Wednesdays at 10 p.m.

Eastwick is a small town with a history filled with magic and supernatural myths. The opening scene sweeps the audience through a festival on a crisp day reminiscent of Halloween. After wishing on a fountain, three women find themselves drawn together by a mysterious force and begin to discover powers they never knew they had.

Roxie (Rebecca Romijn, “Ugly Betty”), Joanna (Lindsay Price, “Lipstick Jungle”) and Kat (Jaime Ray Newman, “Made of Honor”) find themselves strangely linked to Eastwick’s new businessman, Darryl Van Horne (Paul Gross, “Slings and Arrows”). Van Horne unleashes each woman’s inner powers, which does absolutely nothing except completely give away every aspect of the unsurprising plot. Roxie is the developing psychic; Joanna plays the uptight-nerd-turned-seductress; and Kat nurtures her motherly character with the power to call upon nature.

A plot in which three witches deal with the unknown forces of a man who seems to know more about their powers than they do themselves has some appeal to it. Even so, it cannot be stressed enough that every scene is either predictable or literally predicted earlier in the show. They are, after all, witches.

The writers of “Eastwick” must have forgotten that fact. While psychic powers are fascinating, there’s something to be said about a surprise here and there. Each woman’s deepest desire manifests itself in the witch’s individual power, and the plot insinuates that trouble will ensue. Of course, as a townswoman blatantly implies, the fate of Eastwick will undoubtedly be in the hands of the women and puppeteer Van Horne.

As for a bright spot in the program, the ambiance is delightful. The deep autumn colors presented throughout most scenes create a sense of fall nostalgia, the kind that easily slips into the childish fun of anything magical. “Eastwick,” though, isn’t trying hard enough to become the mystifying show it could be.
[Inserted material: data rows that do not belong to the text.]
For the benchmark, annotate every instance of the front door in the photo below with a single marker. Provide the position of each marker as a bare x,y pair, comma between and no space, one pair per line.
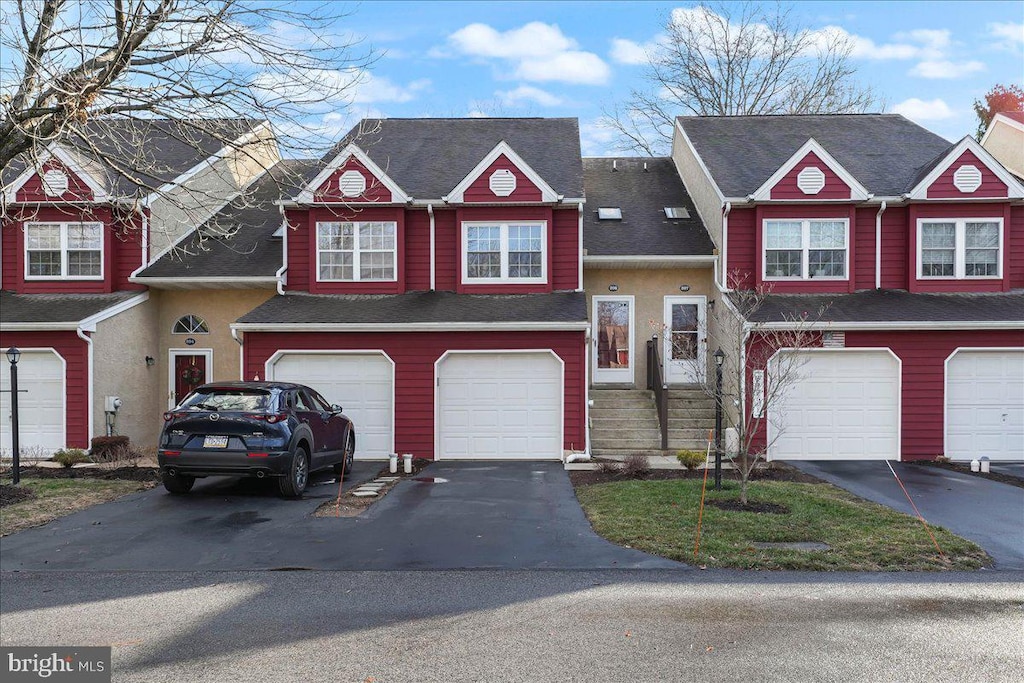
189,372
685,346
613,336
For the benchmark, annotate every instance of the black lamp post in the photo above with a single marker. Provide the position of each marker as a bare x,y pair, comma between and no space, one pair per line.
13,354
719,359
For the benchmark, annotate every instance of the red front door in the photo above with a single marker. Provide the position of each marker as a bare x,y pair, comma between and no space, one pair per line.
189,372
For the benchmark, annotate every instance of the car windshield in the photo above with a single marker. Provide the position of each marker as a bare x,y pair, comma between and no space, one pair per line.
228,399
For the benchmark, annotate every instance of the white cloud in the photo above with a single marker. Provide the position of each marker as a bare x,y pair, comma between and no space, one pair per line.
946,70
527,93
920,110
536,51
627,52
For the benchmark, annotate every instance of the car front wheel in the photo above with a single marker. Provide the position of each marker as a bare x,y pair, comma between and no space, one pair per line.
295,479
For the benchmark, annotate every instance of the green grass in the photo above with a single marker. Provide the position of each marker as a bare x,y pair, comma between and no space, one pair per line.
660,517
56,498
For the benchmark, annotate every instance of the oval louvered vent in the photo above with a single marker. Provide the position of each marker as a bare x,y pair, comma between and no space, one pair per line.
811,180
967,178
503,182
351,183
54,182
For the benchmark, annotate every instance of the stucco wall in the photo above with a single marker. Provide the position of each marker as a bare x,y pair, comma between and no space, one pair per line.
649,287
219,308
120,347
192,204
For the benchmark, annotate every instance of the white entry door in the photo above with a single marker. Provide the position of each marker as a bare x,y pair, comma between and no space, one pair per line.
613,340
685,345
985,404
361,383
504,406
40,404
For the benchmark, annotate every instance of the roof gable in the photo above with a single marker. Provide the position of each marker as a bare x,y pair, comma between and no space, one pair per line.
811,174
502,176
967,171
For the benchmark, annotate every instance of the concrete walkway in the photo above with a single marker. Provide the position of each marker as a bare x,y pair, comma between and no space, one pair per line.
987,512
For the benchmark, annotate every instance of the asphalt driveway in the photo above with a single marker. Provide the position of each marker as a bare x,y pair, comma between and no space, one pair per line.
483,515
987,512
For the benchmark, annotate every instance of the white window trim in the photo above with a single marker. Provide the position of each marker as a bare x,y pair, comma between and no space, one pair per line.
960,256
805,248
504,280
356,251
64,250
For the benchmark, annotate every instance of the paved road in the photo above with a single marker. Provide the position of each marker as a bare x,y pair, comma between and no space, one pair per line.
528,626
485,515
987,512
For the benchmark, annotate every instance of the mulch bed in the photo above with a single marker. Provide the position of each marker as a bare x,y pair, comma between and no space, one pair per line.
771,472
965,468
9,495
124,473
751,506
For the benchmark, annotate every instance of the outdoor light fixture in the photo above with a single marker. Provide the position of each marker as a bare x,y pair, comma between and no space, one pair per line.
13,354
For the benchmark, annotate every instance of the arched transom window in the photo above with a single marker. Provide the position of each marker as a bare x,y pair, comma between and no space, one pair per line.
190,325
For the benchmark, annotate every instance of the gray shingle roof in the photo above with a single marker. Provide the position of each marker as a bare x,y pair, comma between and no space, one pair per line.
429,157
894,306
421,307
238,242
28,308
642,195
884,152
139,155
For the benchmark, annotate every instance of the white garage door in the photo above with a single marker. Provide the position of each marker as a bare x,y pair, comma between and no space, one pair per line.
502,406
361,383
843,406
985,404
40,404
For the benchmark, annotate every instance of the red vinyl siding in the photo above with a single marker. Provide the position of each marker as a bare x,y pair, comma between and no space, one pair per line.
32,190
991,210
76,355
415,354
375,191
835,187
479,190
924,355
943,186
122,250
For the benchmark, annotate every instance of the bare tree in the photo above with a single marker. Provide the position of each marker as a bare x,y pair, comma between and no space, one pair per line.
737,58
752,348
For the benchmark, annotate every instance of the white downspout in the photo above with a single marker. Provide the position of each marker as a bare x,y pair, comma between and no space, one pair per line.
88,340
878,246
725,247
430,212
580,276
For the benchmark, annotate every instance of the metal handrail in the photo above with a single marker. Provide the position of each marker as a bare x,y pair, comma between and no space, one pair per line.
660,389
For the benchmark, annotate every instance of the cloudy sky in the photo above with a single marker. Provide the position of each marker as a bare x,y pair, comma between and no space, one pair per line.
928,60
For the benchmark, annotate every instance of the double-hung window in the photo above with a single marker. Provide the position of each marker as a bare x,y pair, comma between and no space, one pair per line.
806,249
65,251
504,253
354,252
960,248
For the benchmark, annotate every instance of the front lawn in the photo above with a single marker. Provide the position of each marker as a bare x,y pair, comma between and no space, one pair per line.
54,498
660,517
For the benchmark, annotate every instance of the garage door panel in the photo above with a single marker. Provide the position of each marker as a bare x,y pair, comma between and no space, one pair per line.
360,383
512,403
843,407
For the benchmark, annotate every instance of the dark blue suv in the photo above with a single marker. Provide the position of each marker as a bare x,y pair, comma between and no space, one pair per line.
260,429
The three witches don’t question their newfound powers as much as they should and Darryl Van Horne isn’t nearly as creepy as he should seem, being a man who has control over the trio. It’s safe to say the witches’ individual characteristics are banal, but perhaps the series will develop each of the characters more deeply, eventually pulling more out of the acting than the writing itself.

“Eastwick” isn’t a show that will cast its spell as wide as other magical mediums have in the past. And as for that slight feeling of nostalgia, a bite into a caramel apple will suffice.